Nurse managers are on hand to check off and approve the ability of each nurse. Among the skills tested include glucometer competency; safe patient lifting; body ergonomics; mechanical lift competencies; blood transfusions and reactions; use of restraints; infection control; wearing of personal protective equipment and more. These are just a sampling of the skills that need to be validated for LVMC’s nursing staff this year.

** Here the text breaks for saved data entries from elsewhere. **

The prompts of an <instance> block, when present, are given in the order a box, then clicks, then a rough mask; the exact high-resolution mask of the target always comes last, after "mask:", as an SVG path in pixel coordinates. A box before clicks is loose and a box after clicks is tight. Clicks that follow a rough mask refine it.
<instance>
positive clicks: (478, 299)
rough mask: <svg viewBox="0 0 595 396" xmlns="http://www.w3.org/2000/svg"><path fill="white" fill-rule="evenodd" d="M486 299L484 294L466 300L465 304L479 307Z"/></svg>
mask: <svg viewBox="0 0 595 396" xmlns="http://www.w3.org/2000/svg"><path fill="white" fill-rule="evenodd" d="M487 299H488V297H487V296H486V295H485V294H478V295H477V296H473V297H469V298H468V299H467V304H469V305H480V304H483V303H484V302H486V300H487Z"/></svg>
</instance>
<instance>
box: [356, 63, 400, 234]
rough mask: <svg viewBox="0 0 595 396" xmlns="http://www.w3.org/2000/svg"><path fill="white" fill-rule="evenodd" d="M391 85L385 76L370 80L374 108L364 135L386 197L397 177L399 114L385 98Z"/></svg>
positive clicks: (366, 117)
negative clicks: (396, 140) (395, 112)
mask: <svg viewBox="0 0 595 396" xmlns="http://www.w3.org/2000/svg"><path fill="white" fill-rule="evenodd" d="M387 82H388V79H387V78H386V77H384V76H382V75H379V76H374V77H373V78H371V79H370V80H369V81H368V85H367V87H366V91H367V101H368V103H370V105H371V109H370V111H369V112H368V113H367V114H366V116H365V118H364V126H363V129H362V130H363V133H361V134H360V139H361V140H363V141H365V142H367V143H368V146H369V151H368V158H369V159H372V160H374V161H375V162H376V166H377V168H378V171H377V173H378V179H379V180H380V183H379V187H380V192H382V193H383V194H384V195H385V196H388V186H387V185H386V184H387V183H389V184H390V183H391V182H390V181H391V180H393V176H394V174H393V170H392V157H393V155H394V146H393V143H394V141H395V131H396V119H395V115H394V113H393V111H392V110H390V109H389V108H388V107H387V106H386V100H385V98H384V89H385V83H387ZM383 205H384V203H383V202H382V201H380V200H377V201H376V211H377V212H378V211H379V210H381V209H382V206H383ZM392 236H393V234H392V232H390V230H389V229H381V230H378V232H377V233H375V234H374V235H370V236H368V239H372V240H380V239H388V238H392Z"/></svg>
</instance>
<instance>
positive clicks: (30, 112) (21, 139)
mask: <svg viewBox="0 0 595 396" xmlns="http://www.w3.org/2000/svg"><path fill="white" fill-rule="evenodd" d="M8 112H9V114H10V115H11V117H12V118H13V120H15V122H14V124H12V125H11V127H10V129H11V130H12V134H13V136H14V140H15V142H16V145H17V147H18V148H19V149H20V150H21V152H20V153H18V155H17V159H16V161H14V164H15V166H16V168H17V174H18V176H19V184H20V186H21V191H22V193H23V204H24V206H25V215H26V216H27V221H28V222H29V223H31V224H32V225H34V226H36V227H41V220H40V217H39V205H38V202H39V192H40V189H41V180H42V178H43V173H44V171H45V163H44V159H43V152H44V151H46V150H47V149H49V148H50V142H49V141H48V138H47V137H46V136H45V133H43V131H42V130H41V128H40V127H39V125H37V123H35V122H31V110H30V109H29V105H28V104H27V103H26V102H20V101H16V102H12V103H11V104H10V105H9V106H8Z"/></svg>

In addition to the regulatory topics, skills week also allows for education regarding specific topics that may be in need for all staff on the nursing units. These are topics that may not occur with great regularity at LVMC, and are considered “low in volume.” Because of that, annual refreshers are encouraged.
Safe Patient Handling education is key to ensuring safety for both nursing staff and patients, so demonstrating competence with the mechanical lift equipment is a required part of training every year.
Blood transfusions and reactions is also an important topic of education as staff must be aware of how to identify and treat a possible reaction. Additionally, Pharmacist Chad Signorelli regularly participates in Skills Week. This year, his station will include an IV admixing/compounding competency for nursing staff to complete.
Some stations will have games, and others will have questions to answer. This will ensure understanding, it also allows for employees to ask questions to the experts on the topics.
“I learn something different every year,” Registered Nurse Sarah Gunter said during skills week this year. Registered Nurse Teri Silva went through the stations on Tuesday.
“There are some things we don’t use that often, like the patient lift and some of the protection equipment,” she says. “I always learn something new every time I go through.”
At Clinical Lab Scientist Bev Imano’s station this year, she wanted nurses to understand the jobs of workers they may never see. She calls it the “Faces of the Lab.” The display board showed photographs of the laboratory staff. Nurses were tasked with attaching names to the faces.
“These are all the people in the back and you never see their faces,” Bev said to a nurse.
Prior to participating in Skills Week, the nursing staff got a copy of the resource guide that contains important information about what is required. It also serves as a guide for nurses on their units. As a final element of Skills Week, nurses must complete an online portion validating their understanding on the various topics. Education is important at LVMC. We want everyone to be fully equipped with the knowledge and competence to serve our community with safety.